Immediately following the White Belt pattern in Apprenticeship Patterns is the pattern of Unleashing Your Enthusiasm. As the name states, the idea of this pattern is for a developer to forgo the inhibition of his/her enthusiastic tendencies for fear of his/her own inexperience reflecting poorly on him/her within the group. Put more simply: new and inexperienced developers often bring a much-needed drive and passion to a team, which proves to be a vital element of the team’s success. Moreover, the very nature of high enthusiasm contributes greatly to the developer’s personal learning of the technologies at hand. Hoover and Oshineye point out that during this introductory period, there is a rare opportunity to provide a fresh perspective, which allows one to offer useful suggestions for improvement that may otherwise go overlooked.
One of the first relations I could think of to myself was my Fall 2017 semester, when I was taking Robotics. Our group was a 3-person team where each person had a solid foundation in one area, and inexperience in many of the others. We stagnated for about two weeks after receiving the final project – which was tremendously flexible in what we were allowed to construct – because there was a pervasive discomfort felt among each of us when it came to making a decision of what to actually build. When we ultimately agreed on something, and the fear of asking silly questions dissipated, we became staggeringly productive. In many ways, our enthusiasm for the project was the only reason it got done; most notably the final three days before our presentation, where we had to scrap and redesign the entire machine. If it weren’t for the excitement we felt every time we learned something new about the code we were writing, or thought up a more efficient way to construct the robot, we may not have been able to finish in time.

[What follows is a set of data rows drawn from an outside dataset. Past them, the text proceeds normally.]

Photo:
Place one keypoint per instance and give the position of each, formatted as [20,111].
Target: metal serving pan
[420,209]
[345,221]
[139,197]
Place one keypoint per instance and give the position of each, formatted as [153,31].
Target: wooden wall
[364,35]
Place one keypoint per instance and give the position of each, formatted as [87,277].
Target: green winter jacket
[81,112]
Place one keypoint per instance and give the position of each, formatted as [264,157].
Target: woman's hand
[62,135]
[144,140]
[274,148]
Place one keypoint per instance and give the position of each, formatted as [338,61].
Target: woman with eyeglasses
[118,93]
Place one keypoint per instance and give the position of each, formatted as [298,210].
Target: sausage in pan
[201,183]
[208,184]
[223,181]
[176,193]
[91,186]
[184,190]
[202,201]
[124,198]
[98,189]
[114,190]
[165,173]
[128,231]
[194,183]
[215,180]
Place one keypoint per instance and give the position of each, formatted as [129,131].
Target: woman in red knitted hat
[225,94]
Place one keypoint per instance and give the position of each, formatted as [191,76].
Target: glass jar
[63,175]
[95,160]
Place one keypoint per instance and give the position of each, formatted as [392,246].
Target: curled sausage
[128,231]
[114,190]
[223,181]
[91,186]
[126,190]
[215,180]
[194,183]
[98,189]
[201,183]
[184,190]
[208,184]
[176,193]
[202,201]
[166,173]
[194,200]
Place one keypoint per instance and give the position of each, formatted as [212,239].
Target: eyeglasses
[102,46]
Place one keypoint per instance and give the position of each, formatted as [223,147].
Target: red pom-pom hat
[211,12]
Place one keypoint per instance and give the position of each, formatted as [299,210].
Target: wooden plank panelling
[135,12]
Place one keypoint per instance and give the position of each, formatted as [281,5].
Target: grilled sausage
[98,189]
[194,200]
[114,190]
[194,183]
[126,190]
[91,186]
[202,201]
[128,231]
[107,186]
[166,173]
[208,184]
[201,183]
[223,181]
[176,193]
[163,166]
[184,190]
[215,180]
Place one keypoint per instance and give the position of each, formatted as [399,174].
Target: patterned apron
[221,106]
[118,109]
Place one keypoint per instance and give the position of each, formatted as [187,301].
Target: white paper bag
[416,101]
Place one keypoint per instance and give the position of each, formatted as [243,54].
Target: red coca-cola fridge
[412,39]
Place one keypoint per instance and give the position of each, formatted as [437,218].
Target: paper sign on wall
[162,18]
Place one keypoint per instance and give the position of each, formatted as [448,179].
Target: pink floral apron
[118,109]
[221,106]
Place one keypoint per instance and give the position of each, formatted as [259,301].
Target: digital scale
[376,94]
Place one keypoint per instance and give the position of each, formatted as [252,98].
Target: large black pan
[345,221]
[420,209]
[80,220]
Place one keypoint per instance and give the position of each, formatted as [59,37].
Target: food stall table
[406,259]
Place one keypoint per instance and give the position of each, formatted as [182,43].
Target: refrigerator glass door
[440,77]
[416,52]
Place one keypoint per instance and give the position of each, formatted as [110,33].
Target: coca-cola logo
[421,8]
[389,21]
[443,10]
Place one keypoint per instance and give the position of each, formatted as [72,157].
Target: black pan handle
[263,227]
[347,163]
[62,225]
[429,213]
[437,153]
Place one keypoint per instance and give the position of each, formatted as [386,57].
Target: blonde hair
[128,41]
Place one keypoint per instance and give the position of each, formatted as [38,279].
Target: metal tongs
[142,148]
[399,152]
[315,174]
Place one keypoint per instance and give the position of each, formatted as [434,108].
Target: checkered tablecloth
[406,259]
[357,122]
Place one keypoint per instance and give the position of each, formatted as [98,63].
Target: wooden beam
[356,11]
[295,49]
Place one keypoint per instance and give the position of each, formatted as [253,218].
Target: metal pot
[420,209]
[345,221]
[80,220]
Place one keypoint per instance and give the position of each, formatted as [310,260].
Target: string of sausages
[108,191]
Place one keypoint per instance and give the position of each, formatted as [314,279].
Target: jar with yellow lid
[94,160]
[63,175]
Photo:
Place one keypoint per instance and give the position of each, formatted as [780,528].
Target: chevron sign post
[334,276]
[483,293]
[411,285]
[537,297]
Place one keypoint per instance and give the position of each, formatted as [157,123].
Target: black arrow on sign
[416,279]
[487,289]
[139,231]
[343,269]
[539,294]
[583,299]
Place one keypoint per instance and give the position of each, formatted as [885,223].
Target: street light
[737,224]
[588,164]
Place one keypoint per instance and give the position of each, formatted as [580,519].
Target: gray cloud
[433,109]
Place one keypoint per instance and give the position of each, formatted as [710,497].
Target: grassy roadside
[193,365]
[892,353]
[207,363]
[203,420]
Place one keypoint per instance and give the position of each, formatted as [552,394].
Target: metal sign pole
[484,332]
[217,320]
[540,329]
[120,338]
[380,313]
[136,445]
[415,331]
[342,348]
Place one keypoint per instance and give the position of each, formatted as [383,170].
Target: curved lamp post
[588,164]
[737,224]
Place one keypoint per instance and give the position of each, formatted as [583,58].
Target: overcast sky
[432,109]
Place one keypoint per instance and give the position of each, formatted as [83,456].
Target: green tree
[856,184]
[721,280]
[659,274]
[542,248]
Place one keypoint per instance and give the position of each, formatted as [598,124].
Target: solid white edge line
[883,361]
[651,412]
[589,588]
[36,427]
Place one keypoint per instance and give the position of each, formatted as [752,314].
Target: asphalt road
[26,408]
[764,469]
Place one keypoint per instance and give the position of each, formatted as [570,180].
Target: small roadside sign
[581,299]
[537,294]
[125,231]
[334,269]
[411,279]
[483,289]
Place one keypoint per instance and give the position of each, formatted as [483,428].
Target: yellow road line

Overall, I can agree with the message of the Unleash Your Enthusiasm pattern. Even sitting here now, I can recall times where my excitement over a project or idea has been contagious, and I can see how that would be a powerful tool on a development team. After all, one tends to put out much higher quality when working voluntarily rather than compulsorily. Going forward, I will be making a greater effort to present my ideas, questions and concerns to people of greater experience, and hope to make strides in my learning through their responses as a result.